Hackernoon logoEverything You Need to Know About Text String Manipulation by@tom2

Everything You Need to Know About Text String Manipulation

For those new to coding or even experienced coders, this guide details how to manipulate text strings. It is useful if you haven't worked with strings or user-facing web applications. A string is just a specific name used to label a piece of data that contains text. Every software application with a presentation layer (web apps) applies a form of string manipulation. This is done through string manipulation using code such as javascript. You will quickly go from beginner to expert using javascript, built-in methods, and powerful regular expressions.
image
Rutkat Hacker Noon profile picture

Rutkat

Front End Engineer + Blockchain Advocate

For those new to coding or even experienced coders, this guide details how to manipulate text strings, just like the pros. It is useful if you haven't worked with strings or user-facing web applications. You will quickly go from beginner to expert using javascript, built-in methods, and powerful regular expressions.

Have you wondered how censoring words on the internet occurs? Perhaps you want to know why your username on apps has to conform to specific rules? This is done through string manipulation using code such as javascript. A string is just a specific name used to label a piece of data that contains text and can consist of alphanumeric characters mixed with numbers and symbols.

Why is it important? Every software application with a presentation layer (web app) applies a form of string manipulation, and it is the foundation of algorithms. Think about how it applies to business ideas as well. Grammarly is an excellent example of a business that is all about string manipulation.

Text And Strings

The first thing to consider is how to engage text manipulation from a visual perspective. For example, if you're a non-coder or just a human being, you know you can write text on paper, on your smartphone, computer, and even rice. Okay, maybe not rice. The writing can occur from left-to-right, top-to-bottom, right-handed, left-handed, etc. Afterward, you can manipulate what you wrote with an eraser, scratching it out, or tapping the backspace key.

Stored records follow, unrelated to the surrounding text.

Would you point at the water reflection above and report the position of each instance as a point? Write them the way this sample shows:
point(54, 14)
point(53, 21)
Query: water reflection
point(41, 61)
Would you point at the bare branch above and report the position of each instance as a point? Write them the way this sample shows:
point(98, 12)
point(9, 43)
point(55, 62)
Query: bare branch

From a coder's perspective, it doesn't work the same way, except when writing the actual code. The code instructions for manipulating strings have restrictions and specific methods. You will learn these methods here but let's start with a visual approach to envision how code will do the magical transformations.

Direction

Like writing, strings can be manipulated from left-to-right and right-to-left. The length of a string can be as little as a single space to pages of text, but most commonly in code, a string will not be longer than a sentence. A string can be a username, phone number, a snippet of code, a poem etc. When working with a specific coding language, there are built-in methods to use, or you can create your own custom method. A combination of these methods can manipulate text to do virtually whatever you want. You can become a string master with the force of practice.

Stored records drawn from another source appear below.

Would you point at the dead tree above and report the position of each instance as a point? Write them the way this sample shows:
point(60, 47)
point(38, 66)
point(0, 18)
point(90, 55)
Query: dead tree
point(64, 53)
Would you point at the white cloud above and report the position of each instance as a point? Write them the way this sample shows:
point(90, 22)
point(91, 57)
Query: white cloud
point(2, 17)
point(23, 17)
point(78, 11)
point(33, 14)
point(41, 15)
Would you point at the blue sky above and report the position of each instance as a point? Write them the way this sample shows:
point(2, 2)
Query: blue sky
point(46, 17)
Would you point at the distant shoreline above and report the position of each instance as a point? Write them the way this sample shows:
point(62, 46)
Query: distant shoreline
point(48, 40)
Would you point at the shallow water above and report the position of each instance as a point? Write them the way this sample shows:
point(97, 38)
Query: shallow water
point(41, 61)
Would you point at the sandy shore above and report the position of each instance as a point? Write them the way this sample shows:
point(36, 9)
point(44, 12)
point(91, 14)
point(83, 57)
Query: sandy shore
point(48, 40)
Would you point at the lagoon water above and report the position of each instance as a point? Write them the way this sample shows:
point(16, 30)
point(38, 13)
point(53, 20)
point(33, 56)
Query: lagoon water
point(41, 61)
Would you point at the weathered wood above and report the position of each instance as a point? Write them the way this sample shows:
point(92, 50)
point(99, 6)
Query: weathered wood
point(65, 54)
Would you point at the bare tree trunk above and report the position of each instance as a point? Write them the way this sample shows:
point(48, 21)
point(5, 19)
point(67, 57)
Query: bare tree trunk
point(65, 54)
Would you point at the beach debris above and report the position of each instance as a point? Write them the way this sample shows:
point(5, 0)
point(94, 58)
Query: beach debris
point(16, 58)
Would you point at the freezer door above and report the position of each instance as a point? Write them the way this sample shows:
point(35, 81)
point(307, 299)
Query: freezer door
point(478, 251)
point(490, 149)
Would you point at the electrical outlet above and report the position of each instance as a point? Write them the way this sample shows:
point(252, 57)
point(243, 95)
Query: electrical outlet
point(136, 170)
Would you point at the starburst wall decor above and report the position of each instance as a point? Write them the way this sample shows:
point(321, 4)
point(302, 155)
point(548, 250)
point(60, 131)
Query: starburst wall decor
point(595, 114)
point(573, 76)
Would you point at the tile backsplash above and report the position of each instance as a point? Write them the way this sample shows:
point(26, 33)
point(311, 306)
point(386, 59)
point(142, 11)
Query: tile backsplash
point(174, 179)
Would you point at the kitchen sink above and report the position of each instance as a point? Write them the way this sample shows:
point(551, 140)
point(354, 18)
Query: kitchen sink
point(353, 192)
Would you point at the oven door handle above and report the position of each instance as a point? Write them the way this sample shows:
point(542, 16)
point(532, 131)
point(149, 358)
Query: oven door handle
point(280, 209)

Besides processing a string from left-to-right or right-to-left, it can be broken down and manipulated to individual characters using the number representing the position of any character. This is known as the index value of the string. For example, the string "Hello!" contains 6 characters, so your code can directly access any letter by indicating a corresponding index number.

"Hello!"
 123456 (number represents position)

Traversing

Several coding methods will process the string in this ascending-numerical order however since computers compute with a basis of zero, the first item position is always 0. To be more accurate, I should state that the computer is traversing, not processing strings. The difference is that "processing" indicates an effect happens, whereas "traversing" indicates a passage or travel across something. When dealing with code instructions, you should be conscious about the computing resources utilized so you may not need to process every character in a string but rather traverse to the individual character you need to change.

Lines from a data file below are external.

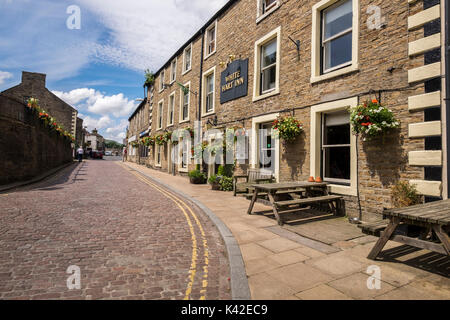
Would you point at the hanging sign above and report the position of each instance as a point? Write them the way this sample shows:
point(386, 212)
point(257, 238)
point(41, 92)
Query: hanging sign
point(234, 81)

For example, your objective is to remove punctuation, so you have several approaches to remove the "!" From "Hello!". You can use a method to find the position of "!" or you can access the last character of the string. These methods include getting the length of the string, getting the index of "!" or traversing the string in reverse. If you use the length method, you have to remember to subtract 1 since computing starts with zero. Also, spaces count as part of the string and will have an index position, thus increasing the length of the string.

The INDEX number represents the position of a character in a string.

"Hello!"
 012345 character positions

"Hello!".length - 1
Length is a property of a string.

Here are methods to get the position of a character in a string:

"Hello!".indexOf("!") 
Find the first position of a character searching from left-to-right.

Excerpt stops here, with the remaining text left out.